The evaluator callable was supplied at construction time. Built-in options include evaluate_test_error(), evaluate_test_error_and_loss(), and evaluate_full().

Returns:

Scalar or tuple of evaluation metrics, as defined by the evaluator.

evaluate_full() dict[str, float][source]

Compute training loss and test accuracy/loss on full datasets.

Returns:

Dict with ``”train_loss”``, ``”test_accuracy”``, ``”test_loss”``.

Raises:

RuntimeError – If setup() has not been called.

evaluate_test_error() float[source]

Compute misclassification error rate on the held-out test set.

Returns:

Error rate in ``[0, 1]``.

Raises:

RuntimeError – If setup() has not been called.

evaluate_test_error_and_loss() dict[str, float][source]

Compute misclassification error rate and cross-entropy loss on the test set.

Returns:

Dict with ``”test_error”`` and ``”test_loss”``.

Raises:

RuntimeError – If setup() has not been called.

property model: Model

The encapsulated Model, available after setup() or run().

Returns:

The wrapped ``nn.Module`` with zero-copy flat parameter/gradient views.

Raises:

RuntimeError – If the simulation has not been set up yet.

run() list[tuple[int, Any]][source]

Run the simulation to completion.

Calls setup(), then loops over step() and evaluate() every eval_every rounds (always evaluating on the last round).

Returns:
  • List of `` (round, …)

  • of :meth:`evaluate` (a scalar, tuple, or dict)

Raises:

RuntimeError – If run() has already been called.

setup() None[source]

Initialise the model, learning rate, IID data shards, and dataloaders.

The training set is evenly split into n shards (the remaining len(train_set) % n samples are dropped).

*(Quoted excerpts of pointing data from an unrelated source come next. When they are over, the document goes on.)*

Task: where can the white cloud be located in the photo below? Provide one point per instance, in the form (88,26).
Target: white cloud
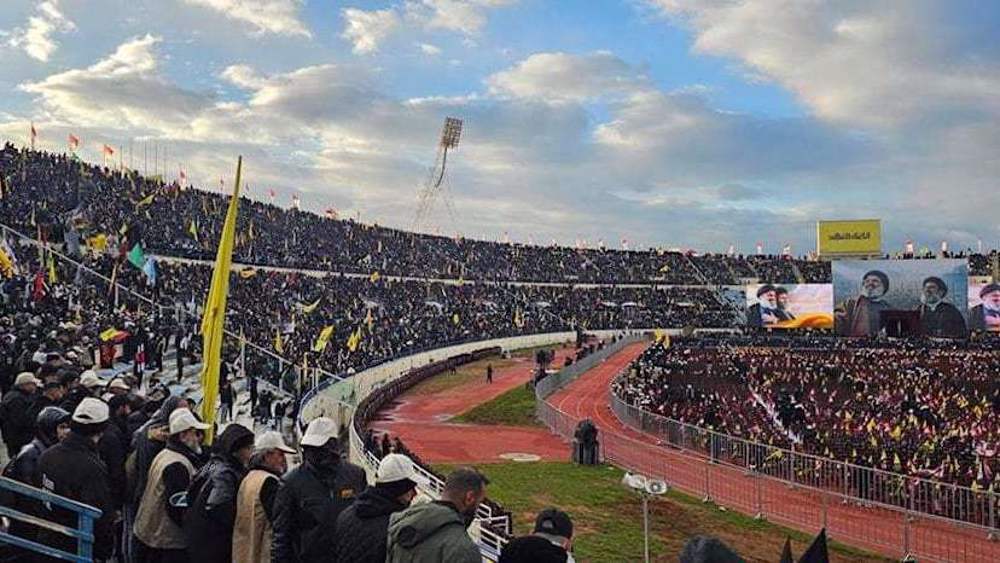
(366,29)
(266,16)
(860,62)
(36,39)
(562,77)
(428,49)
(463,16)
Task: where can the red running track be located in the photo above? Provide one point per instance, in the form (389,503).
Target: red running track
(422,421)
(875,529)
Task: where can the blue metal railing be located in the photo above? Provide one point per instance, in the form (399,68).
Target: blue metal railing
(83,533)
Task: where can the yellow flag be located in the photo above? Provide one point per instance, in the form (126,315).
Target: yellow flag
(279,346)
(310,308)
(323,339)
(6,264)
(146,200)
(52,269)
(214,320)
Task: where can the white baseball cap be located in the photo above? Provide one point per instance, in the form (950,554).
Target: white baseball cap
(271,441)
(91,411)
(26,377)
(118,383)
(396,467)
(89,379)
(319,432)
(184,419)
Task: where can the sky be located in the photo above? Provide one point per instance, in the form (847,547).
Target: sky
(694,124)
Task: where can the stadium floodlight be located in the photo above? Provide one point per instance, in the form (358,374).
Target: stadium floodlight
(645,487)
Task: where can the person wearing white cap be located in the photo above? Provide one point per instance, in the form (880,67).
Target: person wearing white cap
(16,421)
(73,469)
(313,496)
(365,524)
(255,499)
(159,523)
(118,387)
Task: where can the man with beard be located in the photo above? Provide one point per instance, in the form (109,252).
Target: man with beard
(861,315)
(986,316)
(158,523)
(782,295)
(436,531)
(938,317)
(765,312)
(313,496)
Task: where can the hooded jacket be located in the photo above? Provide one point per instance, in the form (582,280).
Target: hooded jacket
(430,532)
(363,527)
(211,515)
(306,510)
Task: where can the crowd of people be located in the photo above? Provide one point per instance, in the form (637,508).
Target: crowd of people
(923,411)
(44,189)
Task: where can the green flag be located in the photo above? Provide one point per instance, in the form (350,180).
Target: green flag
(136,256)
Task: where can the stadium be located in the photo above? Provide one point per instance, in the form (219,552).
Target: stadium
(212,369)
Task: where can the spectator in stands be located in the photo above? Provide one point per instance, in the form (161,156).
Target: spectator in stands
(861,316)
(15,412)
(551,541)
(937,316)
(436,531)
(986,315)
(363,527)
(211,513)
(72,469)
(159,520)
(254,527)
(51,426)
(313,496)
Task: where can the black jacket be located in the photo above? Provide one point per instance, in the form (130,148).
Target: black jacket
(532,549)
(211,513)
(364,527)
(306,510)
(16,422)
(73,469)
(113,449)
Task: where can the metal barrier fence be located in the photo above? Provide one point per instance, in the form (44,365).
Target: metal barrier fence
(552,383)
(83,533)
(875,510)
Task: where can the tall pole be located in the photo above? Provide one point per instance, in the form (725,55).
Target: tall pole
(645,527)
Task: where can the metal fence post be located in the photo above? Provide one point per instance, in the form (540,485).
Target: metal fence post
(757,494)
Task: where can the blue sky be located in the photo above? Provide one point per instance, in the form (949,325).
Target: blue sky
(677,123)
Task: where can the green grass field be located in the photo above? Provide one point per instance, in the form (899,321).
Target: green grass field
(513,408)
(608,517)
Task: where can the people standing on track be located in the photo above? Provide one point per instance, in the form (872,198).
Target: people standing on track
(551,541)
(436,531)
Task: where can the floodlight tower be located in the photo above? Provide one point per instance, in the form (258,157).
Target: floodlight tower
(431,190)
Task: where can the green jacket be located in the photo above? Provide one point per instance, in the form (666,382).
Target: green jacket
(430,533)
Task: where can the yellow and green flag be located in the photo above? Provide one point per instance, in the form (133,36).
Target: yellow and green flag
(214,320)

Each worker receives a dedicated DataLoader with its own RNG generator, so mini-batch sampling is reproducible across runs.

The learning rate is initialised to self.lr. The Robbins-Monro schedule updates it each round inside step(); the exponential schedule decays it after every round via self._current_lr *= lr_decay.

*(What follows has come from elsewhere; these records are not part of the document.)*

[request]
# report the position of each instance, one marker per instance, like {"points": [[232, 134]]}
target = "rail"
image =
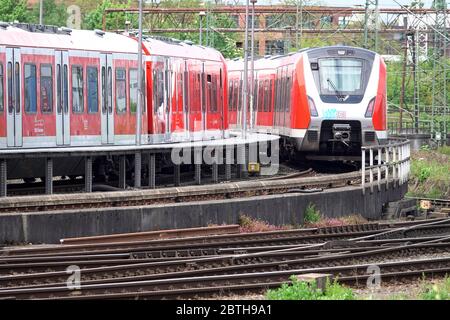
{"points": [[392, 159]]}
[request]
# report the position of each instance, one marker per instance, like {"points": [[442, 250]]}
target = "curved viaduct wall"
{"points": [[289, 208]]}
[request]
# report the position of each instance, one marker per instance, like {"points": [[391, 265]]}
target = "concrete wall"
{"points": [[49, 227]]}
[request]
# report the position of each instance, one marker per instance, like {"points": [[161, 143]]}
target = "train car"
{"points": [[79, 88], [324, 102]]}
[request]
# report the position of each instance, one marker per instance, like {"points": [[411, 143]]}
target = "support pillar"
{"points": [[215, 172], [49, 176], [3, 178], [88, 174], [151, 171], [122, 172], [137, 169], [176, 175], [242, 161], [198, 166], [228, 161]]}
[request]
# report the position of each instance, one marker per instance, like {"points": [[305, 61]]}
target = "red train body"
{"points": [[62, 88], [324, 102]]}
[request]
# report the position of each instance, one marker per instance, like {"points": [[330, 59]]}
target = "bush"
{"points": [[440, 291], [300, 290], [312, 215]]}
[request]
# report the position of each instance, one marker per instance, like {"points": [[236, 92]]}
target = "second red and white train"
{"points": [[324, 102]]}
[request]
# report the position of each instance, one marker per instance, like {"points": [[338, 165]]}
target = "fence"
{"points": [[392, 160], [424, 127]]}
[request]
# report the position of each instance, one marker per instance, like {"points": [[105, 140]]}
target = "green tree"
{"points": [[12, 10], [114, 21], [53, 13]]}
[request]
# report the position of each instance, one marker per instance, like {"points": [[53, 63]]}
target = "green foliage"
{"points": [[114, 21], [424, 173], [444, 150], [53, 13], [439, 291], [12, 10], [300, 290], [312, 215], [426, 78]]}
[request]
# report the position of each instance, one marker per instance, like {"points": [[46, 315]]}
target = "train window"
{"points": [[10, 89], [77, 89], [133, 90], [92, 88], [46, 88], [266, 95], [158, 92], [186, 91], [230, 95], [2, 102], [277, 94], [239, 106], [204, 89], [214, 96], [66, 89], [58, 89], [30, 88], [17, 83], [260, 96], [338, 76], [121, 92], [104, 90], [109, 90], [270, 95], [288, 93]]}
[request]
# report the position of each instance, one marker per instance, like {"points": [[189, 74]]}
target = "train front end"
{"points": [[346, 93]]}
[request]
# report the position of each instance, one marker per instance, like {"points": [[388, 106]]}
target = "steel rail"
{"points": [[263, 261], [153, 196], [162, 288]]}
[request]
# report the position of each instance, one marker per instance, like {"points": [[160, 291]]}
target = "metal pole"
{"points": [[137, 157], [245, 80], [252, 89], [140, 73], [201, 14], [41, 9]]}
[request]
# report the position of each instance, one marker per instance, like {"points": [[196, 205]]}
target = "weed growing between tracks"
{"points": [[430, 173], [437, 291], [300, 290], [249, 224]]}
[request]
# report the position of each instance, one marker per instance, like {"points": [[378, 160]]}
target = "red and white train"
{"points": [[62, 87], [324, 102]]}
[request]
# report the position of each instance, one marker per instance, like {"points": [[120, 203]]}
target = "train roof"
{"points": [[177, 48], [24, 35], [37, 36]]}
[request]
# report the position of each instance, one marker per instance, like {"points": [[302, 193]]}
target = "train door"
{"points": [[185, 97], [62, 100], [168, 94], [203, 93], [195, 101], [158, 125], [107, 117], [13, 84]]}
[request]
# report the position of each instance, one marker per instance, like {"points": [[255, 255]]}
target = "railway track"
{"points": [[170, 195], [123, 270], [197, 285]]}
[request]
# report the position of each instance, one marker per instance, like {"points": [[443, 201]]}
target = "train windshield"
{"points": [[340, 76]]}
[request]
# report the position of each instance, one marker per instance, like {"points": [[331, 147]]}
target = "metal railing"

When xavier_init is enabled, every weight tensor of the instantiated model is re-initialized with the Glorot/Xavier uniform rule, and every bias is reset to zero.

Safe to call multiple times — each call resets all internal state.

step() None[source]

Advance the simulation by one synchronous round.

  1. The learning rate is updated to the value of the current round (only for the Robbins-Monro schedule; the exponential schedule updates the rate after the optimizer step instead).

  2. Each of the \(n - f\) honest workers computes a gradient on its local data shard via _train_one_worker().

  3. If \(f > 0\) and the attack has not been stopped, Byzantine workers generate attack gradients. For

    FullGradientNegationAttack,

    the full-dataset honest gradient is computed first.

  4. The aggregator combines all \(n\) gradients into a single update via self.aggregator.aggregate(...).

  5. The aggregated gradient is written to self._model.gradients and applied via an in-place SGD update on the flat parameter tensor.

  6. The learning rate (if scheduled) is decayed.

Raises:

RuntimeError – If setup() has not been called.